Abstract Views: 211  |  PDF Views: 3

Authors

I. Somasundaram
Department of Pharmaceutics, School of Pharmaceutical Sciences, Vels Institute of Science Technology and Advanced Studies (VISTAS), Vels University, Chennai-600117, India
S. Sathesh Kumar
Department of Pharmaceutics, School of Pharmaceutical Sciences, Vels Institute of Science Technology and Advanced Studies (VISTAS), Vels University, Chennai-600117, India

Abstract


The present investigation was undertaken to develop nanoparticles of a hydrophilic drug pramipexole dihydrochloride and improve the entrapment efficiency of the drug. Pramipexole dihydrochloride nanoparticles where prepared with two methods by using Chitosan and another method by utilizing Chitosan, sodium alginate and Pluronic F-127. Five different trials were prepared with different concentrations of Chitosan in both methods.

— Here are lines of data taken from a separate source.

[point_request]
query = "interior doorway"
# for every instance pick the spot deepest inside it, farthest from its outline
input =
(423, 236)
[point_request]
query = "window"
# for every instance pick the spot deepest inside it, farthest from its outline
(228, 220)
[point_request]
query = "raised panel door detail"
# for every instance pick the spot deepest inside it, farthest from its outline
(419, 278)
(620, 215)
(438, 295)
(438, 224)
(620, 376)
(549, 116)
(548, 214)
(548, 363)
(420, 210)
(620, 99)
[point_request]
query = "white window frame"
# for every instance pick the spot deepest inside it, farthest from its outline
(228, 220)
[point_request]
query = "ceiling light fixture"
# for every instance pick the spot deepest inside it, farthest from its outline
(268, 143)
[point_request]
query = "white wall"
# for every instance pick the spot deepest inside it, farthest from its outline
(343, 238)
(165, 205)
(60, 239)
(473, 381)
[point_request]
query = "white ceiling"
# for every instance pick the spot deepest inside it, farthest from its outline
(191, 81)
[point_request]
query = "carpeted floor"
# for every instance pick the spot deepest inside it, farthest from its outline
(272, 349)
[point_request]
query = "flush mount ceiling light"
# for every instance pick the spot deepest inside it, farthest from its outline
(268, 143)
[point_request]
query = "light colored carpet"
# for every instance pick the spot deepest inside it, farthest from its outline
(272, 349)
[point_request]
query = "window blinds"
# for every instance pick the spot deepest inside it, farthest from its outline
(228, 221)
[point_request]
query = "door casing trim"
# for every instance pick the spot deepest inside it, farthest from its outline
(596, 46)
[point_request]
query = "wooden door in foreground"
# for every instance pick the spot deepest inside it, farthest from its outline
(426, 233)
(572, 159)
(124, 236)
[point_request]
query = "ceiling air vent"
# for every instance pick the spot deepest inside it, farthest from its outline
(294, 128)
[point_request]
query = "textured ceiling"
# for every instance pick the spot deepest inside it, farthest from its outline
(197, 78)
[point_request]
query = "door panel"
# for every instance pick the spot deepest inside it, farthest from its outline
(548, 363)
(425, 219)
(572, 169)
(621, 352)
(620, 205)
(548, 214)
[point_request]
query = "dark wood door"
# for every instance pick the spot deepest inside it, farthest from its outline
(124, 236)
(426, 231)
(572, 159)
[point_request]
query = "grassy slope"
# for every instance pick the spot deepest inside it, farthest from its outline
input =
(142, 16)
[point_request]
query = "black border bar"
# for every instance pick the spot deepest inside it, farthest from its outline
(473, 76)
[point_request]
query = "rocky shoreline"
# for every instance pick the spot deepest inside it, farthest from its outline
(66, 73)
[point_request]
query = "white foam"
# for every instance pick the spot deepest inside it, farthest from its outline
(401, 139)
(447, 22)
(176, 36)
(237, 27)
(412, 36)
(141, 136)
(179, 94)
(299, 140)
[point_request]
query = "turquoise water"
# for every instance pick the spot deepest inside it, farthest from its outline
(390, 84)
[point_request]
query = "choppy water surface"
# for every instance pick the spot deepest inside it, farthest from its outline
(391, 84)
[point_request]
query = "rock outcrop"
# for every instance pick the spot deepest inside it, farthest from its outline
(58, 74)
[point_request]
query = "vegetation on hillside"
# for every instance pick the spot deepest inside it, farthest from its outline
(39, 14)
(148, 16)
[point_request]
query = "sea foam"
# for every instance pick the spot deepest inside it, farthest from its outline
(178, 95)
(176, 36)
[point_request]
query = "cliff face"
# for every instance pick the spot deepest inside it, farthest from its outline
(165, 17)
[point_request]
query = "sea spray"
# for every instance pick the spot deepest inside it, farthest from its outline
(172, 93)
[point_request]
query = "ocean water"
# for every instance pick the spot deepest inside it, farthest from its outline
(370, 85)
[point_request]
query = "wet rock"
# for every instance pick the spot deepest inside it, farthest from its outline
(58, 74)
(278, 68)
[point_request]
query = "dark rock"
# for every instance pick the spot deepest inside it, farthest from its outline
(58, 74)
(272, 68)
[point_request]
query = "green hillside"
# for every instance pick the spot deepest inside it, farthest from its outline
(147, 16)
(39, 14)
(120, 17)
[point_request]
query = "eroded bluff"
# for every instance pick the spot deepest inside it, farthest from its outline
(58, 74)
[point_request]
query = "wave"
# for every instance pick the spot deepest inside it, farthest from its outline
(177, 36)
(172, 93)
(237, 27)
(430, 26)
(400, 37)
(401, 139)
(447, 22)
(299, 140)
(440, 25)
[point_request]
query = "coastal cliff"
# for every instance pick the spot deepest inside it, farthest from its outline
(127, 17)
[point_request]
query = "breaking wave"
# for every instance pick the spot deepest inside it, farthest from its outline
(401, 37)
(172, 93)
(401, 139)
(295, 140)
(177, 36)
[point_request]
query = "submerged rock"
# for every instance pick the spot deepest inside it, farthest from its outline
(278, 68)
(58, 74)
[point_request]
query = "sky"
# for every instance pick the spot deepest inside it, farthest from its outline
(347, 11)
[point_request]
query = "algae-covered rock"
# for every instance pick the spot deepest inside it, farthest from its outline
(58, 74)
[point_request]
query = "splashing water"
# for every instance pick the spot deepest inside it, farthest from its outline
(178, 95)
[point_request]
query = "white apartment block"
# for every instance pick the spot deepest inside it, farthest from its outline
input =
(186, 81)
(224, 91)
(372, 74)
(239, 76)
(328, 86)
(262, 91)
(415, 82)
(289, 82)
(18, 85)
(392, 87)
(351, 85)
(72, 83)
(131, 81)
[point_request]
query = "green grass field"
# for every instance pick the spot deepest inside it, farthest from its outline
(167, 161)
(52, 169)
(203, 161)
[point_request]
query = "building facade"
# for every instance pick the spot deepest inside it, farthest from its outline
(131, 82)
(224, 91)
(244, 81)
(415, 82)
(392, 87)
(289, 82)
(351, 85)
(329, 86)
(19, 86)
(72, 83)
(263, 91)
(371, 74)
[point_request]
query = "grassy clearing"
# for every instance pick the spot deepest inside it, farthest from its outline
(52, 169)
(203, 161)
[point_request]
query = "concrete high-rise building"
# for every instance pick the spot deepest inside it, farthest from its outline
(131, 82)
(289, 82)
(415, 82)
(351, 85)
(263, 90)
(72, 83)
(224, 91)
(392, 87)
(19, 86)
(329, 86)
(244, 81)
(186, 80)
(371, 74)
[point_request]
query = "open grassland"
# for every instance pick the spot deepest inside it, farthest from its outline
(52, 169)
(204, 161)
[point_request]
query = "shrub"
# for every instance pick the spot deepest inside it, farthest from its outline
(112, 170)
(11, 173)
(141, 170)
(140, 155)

In two methods variables were found to have significant effect on the particle size, entrapment efficiency of drug which is influenced by Chitosan and sodium alginate. The maximum entrapment efficiency and least particle size were obtained with 3% Chitosan along with sodium alginate PS3 of 220.7 nm with 32.4 mV zeta potential with 91.2 % entrapment efficiency but in PC3 with 3% Chitosan show least particle size of 252nm with 44.7 mV zeta potential but less entrapment efficiency 82.8 % of than PS3.The surface morphology of PC3 and PS3 shows smooth surface with the in vitro release of PC3 with 90.2 %, PS3 with 96.12% in 24 hrs. PS3 shows better entrapment efficiency than PC3, Hence preparation methods along with two polymers may influence in entrapment efficiency of pramipexole dihydrochloride nanoparticles which meet the treatment of Parkinson's disease which has a potential influence on brain-targeting.

Keywords


Pramipexole Dihydrochloride, Chitosan Sodium Alginate, Entrapment Efficiency, Parkinson’s Disease.